Ça y est, c’est fini pour ce tour ci et je balance mes bidons dans l’aire réservée pour ça à la différence des autres concurrents qui les lachent carrément en pleine route, juste devant nos roues, juste en face des marshalls qui ne bronchent toujours pas. Bref, le principal est que madame est bien là, à m’attendre avec mon ravitaillement. Tout a déjà été calculé et le changement de bidons, ainsi que la remise des gels pour la fin de course s’est fait en moins de 30 secondes, et me permet de repartir de plus belle mais en prenant le temps de faire un petit bisou à madame, faut toujours penser à l’après-course ;-)

Passage au 90éme Kms, soit un nouveau passage devant le parc à vélo et let’s go pour un nouveau tour. Mon temps est de 02h25 à ce moment là, un peu en avance sur ce que je prévoyais mais je ne veux pas m’enflammer car je pense que c’est maintenant que la course commence. Le froid me prend de plus en plus et je sens que mes jambes se tétanisent, j’espere simplement que je tiendrais le coup jusqu’au bout car je suis en excellente position et je sais que c’est durant le marathon que je pourrais faire la différence.

Ce tour commence à peine qu’un groupe de trente mecs me rattrapent, bien alignés et à 1m les uns des autres. Comme d’hab, je gueule un coup en anglais mais la seule réponse qui me fut faite, fut un joli doigt tendu suivi de quelques insultes bien senties, je me croirais revenu à Mimizan, j’ai même regardé si il n’y avait pas Maubras… Bin non, ce n’est pas possible, c’est une fiotte, il ne fait pas d’Ironman car c’est trop dur d’y tricher. J’arrive néanmoins à les larguer dés le 30éme km et la succession de petites bosses casse-pattes. Le reste du parcours me permet de maintenir un écart évident mais je sens bien que le rythme n’est plus le même, les jambes sont lourdes et j’ai sérieusement froid. Les descentes me glacent les doigts et les 3 amerloques que j’avais réussi à larguer lors de la premiére ascension de « the beast » me reprennent, eux aussi bien alignés. Les descentes suivantes sont un vrai calvaire et le faux plat me parait durer 3 plombes. J’ai les dents qui claquent, du mal à m’alimenter et à boire correctement mais je me force en me disant que le marathon sera mon juge de paix, en tout cas, je me persuade de ça afin de garder le rythme même si je vois bien que mon polar m’indiquent une vitesse moins élevée et des puls, elle, qui ne font que monter. N’ai-je pas trop forcé sur le premier tour ? Me suis-je bien alimenté ? Est-ce que ça va passer ? Je me pose 10000 questions mais essaie quand même de me concentrer.

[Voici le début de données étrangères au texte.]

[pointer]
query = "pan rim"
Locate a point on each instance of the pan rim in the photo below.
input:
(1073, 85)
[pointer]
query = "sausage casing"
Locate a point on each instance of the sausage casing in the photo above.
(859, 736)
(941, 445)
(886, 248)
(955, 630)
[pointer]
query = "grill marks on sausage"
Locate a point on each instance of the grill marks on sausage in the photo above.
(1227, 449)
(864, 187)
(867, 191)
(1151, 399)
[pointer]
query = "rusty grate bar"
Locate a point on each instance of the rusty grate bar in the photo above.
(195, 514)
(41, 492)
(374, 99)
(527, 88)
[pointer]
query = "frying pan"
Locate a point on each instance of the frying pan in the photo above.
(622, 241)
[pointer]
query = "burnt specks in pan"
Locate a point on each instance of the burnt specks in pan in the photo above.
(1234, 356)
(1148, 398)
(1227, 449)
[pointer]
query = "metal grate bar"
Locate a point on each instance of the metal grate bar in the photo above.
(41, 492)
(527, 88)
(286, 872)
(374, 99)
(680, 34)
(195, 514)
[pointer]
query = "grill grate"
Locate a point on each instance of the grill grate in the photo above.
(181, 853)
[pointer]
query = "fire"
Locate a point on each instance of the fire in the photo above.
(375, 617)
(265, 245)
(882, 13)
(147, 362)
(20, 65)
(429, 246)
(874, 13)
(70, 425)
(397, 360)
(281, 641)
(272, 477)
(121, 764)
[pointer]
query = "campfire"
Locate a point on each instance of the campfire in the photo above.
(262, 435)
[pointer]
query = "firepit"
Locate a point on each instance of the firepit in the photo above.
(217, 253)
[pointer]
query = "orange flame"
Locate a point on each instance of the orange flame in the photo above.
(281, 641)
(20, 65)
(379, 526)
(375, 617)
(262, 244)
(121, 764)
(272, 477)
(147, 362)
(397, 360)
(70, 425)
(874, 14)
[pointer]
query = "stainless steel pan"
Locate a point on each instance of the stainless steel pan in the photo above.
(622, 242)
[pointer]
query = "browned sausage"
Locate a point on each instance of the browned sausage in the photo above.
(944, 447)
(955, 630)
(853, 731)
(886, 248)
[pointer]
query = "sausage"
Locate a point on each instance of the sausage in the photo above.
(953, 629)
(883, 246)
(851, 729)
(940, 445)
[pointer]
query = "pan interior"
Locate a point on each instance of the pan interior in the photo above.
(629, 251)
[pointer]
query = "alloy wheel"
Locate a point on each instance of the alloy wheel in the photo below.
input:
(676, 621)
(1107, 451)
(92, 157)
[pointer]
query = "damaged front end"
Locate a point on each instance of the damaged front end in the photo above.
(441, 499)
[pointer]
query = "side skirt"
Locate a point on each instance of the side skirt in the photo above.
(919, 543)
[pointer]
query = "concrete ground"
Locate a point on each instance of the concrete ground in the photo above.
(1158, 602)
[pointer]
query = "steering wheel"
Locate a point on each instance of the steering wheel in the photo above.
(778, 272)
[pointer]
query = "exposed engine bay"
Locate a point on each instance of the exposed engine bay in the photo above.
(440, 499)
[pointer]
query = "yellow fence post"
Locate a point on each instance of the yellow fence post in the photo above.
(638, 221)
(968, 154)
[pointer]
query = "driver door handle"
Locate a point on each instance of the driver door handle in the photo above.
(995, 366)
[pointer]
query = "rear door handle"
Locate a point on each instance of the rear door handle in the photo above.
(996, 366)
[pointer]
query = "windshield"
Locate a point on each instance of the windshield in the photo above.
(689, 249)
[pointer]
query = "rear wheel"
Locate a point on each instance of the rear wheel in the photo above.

Voilà, les principales difficultés sont passées, je me retrouve seul sur le retour tout plat jusqu’à Zurich. Malheureusement, je suis repris par de petits groupes qui me fusillent un peu le moral mais je m’accroche ? Je n’ai pas fais 10 mois de sacrifice pour lacher le morceau et je prouverais à ces tricheurs que lorsque l’on est fort, tricher ne sert à rien.

Earthbreakhill est déjà là, je le passe avec vraiment plus de difficulté que la premiére fois mais me motive en me disant que dans 3h30, je serais en partance pour Kona. Bin oui, on se motive comme on peut.

Retour au parc en 05h15, avec le 205éme temps mais je n’ai pas le temps de m’en rendre compte qu’il faut que je pense à ne rien oublier lors de la transition. Je retrouve mes chaussures qui n’ont pas pris l’eau, et c’est déjà bien mais bon, je les avais placé dans un sac ziploc donc forcement étanche, tout comme mes chaussettes et c’est une vraie bénédiction. La transition est un peu plus longue que prévue une nouvelle fois car je suis frigorifié et m’aperçoit que mes doigts sont bleus, j’ai un mal fou à enfiler mes chaussettes et mes chaussures. Je décide de garder mes manchettes mais de virer ma veste coupe-vent pour le marathon qui risque d’être un peu plus compliqué que prévu mais je pense que peux encore me qualifier, surtout si je claque un marathon en 3h10-20 comme il est prévu.

Et me voilà parti pour le dernier tryptique de ma journée. Dés le début du marathon, je m’aperçois que les abandons sont légions et c’est tout bon pour moi, j’ai une petite pensée pour mon pote Fred de l’O.N.N. et me demande ou il peut en être ?

Les premiers kilomètres sont effectués prudemment et j’accélère progressivement pour atteindre ma vitesse de croisière dés le 3éme, à savoir 4’30 au Kms. Je rattrape du monde, mais le froid me tient de plus en plus, les ravitos étant nombreux, je m’efforce de prendre du potage en espérant que cela me réchauffera quelques peu mais petit à petit, je sens mes forces me quittaient.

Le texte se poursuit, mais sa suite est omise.